Außer Spiele gibt es bereits heute viele ausgereifte Inhalte für die unterschiedlichsten Anwendungsfelder. Nutzer können z.B. fremde Länder bereisen, sich durch den Urwald kämpfen und exotische Tiere in ihrem natürlichen Lebensraum beobachten – ohne Umweltverschmutzung durch den Flug, ohne die Tiere zu stören, und ohne persönliches Risiko. Schüler müssen nicht mehr in Geschichtsbüchern nachlesen, wie die Bürger im römischen Reich gelebt haben, sondern können selbst das Kolosseum oder den Circus Maximus besuchen und sich als echter Römer fühlen. Medizinstudenten können das Innere des menschlichen Körpers erkunden oder schwierige Operationstechniken erlernen, und Astronomen auf fremden Planeten wandeln. Audi bietet in London virtuelle Testfahrten an und hat berichtet, dass im ersten Jahr 50% der Kunden aufgrund der VR-Erfahrung tatsächlich ein Auto gekauft haben – ganz ohne physische Testfahrt. Diese Kunden gaben wegen zusätzlicher Extras außerdem durchschnittlich 20% mehr für ihr neues Auto aus. Weitere Anwendungsbereiche sind z.B. Meetings, Bewerbungsgespräche, Besichtigungen von Immobilien, Museumsbesuche, die Entwicklung von Maschinen und Gesundheit bzw. Therapie.

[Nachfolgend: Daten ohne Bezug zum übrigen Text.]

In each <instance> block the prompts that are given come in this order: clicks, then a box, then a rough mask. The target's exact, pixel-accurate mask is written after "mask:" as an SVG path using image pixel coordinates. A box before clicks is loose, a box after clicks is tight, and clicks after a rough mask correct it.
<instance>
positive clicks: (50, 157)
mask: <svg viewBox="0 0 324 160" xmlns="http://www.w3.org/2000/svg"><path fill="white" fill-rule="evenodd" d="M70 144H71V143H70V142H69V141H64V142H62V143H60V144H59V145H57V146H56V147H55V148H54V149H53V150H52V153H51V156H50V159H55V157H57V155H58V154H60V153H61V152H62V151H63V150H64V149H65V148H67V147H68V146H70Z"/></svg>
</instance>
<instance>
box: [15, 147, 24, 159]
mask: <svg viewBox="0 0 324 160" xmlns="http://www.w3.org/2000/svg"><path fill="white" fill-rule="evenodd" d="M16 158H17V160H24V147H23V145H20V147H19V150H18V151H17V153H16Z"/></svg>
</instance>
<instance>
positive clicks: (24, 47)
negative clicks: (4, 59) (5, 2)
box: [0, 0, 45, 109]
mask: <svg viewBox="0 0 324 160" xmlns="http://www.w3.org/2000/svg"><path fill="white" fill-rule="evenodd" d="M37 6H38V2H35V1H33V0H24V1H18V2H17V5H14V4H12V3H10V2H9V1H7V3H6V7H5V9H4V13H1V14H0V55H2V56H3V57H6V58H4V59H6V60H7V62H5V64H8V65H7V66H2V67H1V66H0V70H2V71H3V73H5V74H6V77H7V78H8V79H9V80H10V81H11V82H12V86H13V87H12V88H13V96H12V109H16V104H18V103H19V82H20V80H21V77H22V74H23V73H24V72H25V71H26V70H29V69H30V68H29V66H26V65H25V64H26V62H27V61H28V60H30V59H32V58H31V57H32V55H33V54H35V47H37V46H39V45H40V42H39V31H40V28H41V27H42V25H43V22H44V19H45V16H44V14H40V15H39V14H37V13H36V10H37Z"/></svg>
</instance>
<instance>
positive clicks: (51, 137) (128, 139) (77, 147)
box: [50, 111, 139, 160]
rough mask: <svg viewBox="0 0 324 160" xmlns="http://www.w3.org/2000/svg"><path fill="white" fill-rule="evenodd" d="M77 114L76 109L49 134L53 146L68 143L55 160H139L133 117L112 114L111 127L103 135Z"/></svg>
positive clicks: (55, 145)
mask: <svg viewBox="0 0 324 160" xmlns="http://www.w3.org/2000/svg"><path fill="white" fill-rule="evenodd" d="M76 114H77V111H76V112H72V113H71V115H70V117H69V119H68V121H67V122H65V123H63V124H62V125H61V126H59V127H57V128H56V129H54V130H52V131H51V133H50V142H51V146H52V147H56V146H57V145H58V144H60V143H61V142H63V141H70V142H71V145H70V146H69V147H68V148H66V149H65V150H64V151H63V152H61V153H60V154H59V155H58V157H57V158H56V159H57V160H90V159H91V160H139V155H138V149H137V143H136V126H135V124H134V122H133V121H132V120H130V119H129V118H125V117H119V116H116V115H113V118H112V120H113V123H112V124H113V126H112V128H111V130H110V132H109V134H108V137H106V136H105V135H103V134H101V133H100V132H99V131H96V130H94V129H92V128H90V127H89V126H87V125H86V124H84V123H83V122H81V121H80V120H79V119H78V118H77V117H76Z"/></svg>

So wurde in einer 2016 veröffentlichten 12-monatigen Studie von 20 Wissenschaftlern nachgewiesen, dass Querschnittsgelähmte nach intensivem Training mit VR wieder einen Teil der Kontrolle über ihre Beine zurückerhalten können. Die Patienten mussten einen virtuellen Fußballspieler über ein Fußballfeld navigieren und sich dabei vorstellen, ihr eigener Körper mache die Bewegungen. Bei allen acht Versuchsteilnehmern wurde eine Verbesserung festgestellt, wobei bei einem die Diagnose von ASIA B auf ASIA C und bei drei von ASIA A (komplette Querschnittslähmung) auf ASIA C (teilweise Querschnittslähmung) geändert wurde. Ein weiteres Beispiel aus dem Gesundheitsbereich ist die Behandlung von posttraumatischen Belastungsstörungen. Patienten werden mithilfe einer VR-Brille der Stresssituation ausgesetzt, die das Trauma auslöst. Währenddessen befindet sich ein Arzt im Raum, dem der Patient die Situation schildert. Aber auch die weit verbreiteten Angststörungen (aktuell leiden darunter etwa 10-15% aller Europäer), Stress und leichte Depressionen können mit VR behandelt bzw. gelindert werden: z.B. mit der meditativen Anwendung „Deep“, die mit der Atmung gesteuert wird und Nutzer in eine mysteriöse Unterwasserwelt eintauchen lässt. Als viertes Beispiel – und diese Liste ließe sich fast beliebig lange fortsetzen – kann VR dafür eingesetzt werden, soziale Fähigkeiten zu verbessern. Eine Studie des Center for BrainHealth der University of Texas aus dem Jahr 2016 zeigt, dass Kinder mit hochfunktionalem Autismus bereits nach 10 Sitzungen innerhalb von fünf Wochen Strategien der sozialen Interaktion erlernt und sich deutlich erfolgreicher und selbstsicherer in sozialen Situationen bewegt haben.

Die Zukunft von VR ist vielversprechend, birgt aber auch Risiken. Allem voran steht die Sucht. Es kann gefährlich sein, zu häufig oder zu viel Zeit in virtuellen Welten zu verbringen. Immer mehr Forscher warnen davor, dass die Suchtgefahr mit realistischer werdenden digitalen Welten zunimmt und, dass die Droge der Zukunft digital sein wird. Es wird sich zeigen, ob VR langfristig mehr Vor- als Nachteile bringt.